Sprawled across the couch she suddenly whispered, ‘I don’t have anything – I stopped taking the pill when I moved out.’

‘It doesn’t matter,’ he said recklessly, suddenly seeing the answer to their irreplaceable loss. ‘I love you; I want to be with you. We were crazy to think about a divorce.’

‘We’ll start all over again,’ she murmured happily.

‘We’ll have a baby,’ he said. ‘We’ll have a baby as we should have before. We’ll start it right now.’

One photograph angered him the most. It showed Susie with little Jessica on her lap, as smug as she could be about having the child all to herself. Doling out the minutes to him only when it pleased her, while she could be with Jessica whenever she wanted.

‘Of course, if you think you’ve got a case,’ his lawyer had said. ‘But I’d better warn you – the court nearly always lets the child stay with the mother, unless we can provide some compelling reason why not.’

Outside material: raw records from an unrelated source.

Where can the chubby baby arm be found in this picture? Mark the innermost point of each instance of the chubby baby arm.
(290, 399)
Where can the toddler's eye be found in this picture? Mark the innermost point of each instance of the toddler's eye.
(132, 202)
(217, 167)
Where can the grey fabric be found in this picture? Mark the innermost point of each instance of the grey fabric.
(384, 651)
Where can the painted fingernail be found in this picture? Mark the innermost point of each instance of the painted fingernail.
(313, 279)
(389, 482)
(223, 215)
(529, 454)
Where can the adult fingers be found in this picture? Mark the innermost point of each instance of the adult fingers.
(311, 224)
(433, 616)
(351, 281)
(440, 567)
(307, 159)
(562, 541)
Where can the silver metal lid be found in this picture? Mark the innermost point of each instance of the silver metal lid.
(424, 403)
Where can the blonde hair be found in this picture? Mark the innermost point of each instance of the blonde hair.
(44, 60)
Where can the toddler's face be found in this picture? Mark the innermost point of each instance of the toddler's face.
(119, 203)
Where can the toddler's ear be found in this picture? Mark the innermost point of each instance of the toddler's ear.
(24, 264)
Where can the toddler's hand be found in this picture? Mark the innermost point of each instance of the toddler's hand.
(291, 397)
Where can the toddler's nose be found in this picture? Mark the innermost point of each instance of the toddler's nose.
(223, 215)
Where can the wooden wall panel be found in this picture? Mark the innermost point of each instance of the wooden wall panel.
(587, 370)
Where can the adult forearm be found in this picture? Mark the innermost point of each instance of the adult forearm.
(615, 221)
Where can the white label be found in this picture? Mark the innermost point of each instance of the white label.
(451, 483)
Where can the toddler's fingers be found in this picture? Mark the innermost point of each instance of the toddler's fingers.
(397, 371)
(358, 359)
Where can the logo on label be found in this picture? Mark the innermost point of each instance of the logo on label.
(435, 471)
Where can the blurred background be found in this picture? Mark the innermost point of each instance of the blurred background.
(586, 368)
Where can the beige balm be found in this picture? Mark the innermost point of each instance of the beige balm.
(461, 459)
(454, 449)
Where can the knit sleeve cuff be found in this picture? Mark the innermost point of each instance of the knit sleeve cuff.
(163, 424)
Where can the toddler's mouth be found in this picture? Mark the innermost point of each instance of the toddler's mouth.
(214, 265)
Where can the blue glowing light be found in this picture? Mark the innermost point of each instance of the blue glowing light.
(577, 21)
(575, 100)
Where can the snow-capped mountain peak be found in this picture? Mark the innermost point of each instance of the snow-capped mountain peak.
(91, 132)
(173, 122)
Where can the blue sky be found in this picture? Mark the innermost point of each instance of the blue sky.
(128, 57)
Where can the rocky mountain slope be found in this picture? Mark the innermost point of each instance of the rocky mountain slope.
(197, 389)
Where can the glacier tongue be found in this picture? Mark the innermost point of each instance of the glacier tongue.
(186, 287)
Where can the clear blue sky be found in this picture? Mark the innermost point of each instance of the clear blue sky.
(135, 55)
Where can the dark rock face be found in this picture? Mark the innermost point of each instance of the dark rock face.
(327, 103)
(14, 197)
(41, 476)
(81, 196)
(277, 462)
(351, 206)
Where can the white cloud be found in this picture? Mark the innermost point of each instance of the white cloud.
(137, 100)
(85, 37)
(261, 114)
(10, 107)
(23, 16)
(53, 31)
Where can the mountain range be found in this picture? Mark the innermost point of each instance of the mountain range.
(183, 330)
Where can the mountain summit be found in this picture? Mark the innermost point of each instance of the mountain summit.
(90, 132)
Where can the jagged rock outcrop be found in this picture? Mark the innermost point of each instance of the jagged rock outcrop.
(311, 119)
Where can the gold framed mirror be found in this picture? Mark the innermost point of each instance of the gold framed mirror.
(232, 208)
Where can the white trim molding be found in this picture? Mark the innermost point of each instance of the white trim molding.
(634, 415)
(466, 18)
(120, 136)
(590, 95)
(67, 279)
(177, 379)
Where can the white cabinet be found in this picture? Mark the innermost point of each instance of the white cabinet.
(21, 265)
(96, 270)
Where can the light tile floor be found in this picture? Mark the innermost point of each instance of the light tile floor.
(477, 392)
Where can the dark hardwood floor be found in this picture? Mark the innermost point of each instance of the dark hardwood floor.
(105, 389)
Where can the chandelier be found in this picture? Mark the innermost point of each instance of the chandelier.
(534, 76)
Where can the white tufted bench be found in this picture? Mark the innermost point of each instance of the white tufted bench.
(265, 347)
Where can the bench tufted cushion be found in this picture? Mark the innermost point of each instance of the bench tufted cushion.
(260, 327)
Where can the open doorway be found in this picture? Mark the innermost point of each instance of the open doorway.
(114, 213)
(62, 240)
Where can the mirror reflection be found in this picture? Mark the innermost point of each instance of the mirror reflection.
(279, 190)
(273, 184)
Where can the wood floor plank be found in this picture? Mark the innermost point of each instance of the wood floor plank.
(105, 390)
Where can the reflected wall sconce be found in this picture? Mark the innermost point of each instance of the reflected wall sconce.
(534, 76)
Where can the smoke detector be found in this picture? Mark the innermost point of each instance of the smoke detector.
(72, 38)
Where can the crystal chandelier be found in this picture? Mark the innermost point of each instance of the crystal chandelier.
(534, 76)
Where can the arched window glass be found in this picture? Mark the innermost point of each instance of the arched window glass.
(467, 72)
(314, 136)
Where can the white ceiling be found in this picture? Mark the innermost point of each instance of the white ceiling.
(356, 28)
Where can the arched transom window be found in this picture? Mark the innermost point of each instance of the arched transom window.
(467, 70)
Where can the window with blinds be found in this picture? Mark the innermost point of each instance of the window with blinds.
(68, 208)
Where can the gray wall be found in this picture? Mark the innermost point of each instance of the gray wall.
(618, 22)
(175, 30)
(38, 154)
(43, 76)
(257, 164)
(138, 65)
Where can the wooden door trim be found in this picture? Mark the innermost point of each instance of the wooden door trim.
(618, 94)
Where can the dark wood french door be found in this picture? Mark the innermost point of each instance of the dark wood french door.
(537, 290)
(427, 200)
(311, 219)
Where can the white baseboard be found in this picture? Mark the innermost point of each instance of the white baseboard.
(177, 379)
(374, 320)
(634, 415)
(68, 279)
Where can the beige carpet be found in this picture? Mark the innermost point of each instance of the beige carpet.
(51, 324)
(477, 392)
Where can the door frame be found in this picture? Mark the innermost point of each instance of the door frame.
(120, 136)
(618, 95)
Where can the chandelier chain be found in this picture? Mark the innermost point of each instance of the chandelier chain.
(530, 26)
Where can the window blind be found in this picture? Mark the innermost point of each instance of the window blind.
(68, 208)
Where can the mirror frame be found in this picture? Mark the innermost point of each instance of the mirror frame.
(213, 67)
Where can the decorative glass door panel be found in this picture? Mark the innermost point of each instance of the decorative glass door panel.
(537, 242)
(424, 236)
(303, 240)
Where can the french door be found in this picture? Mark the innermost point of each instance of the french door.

He would find a compelling reason. Ellis flipped through the photographs again. All harmless. The first detective hadn’t been able to get anything on her. She was keeping clean – at least until the divorce was final. But that careful morality wouldn’t last long – she’d soon be sleeping around. He would keep a detective on her – a really good one, this time – until he had the proof he needed to get his child away from her.

He stared at the photograph. He wouldn’t let that bitch get the better of him.

The house, community property, would be sold. They each had a car and their personal belongings, and the rest of the property had been divided up after many arguments and consultations with both lawyers. Neither was entirely happy about the result, but it was fair, they agreed, a fair division of property.

But how could you divide a child? You couldn’t. Somebody had her, and somebody didn’t. Unless nobody had her.

He looked across the room at his gun rack and crumpled the photograph in his fist.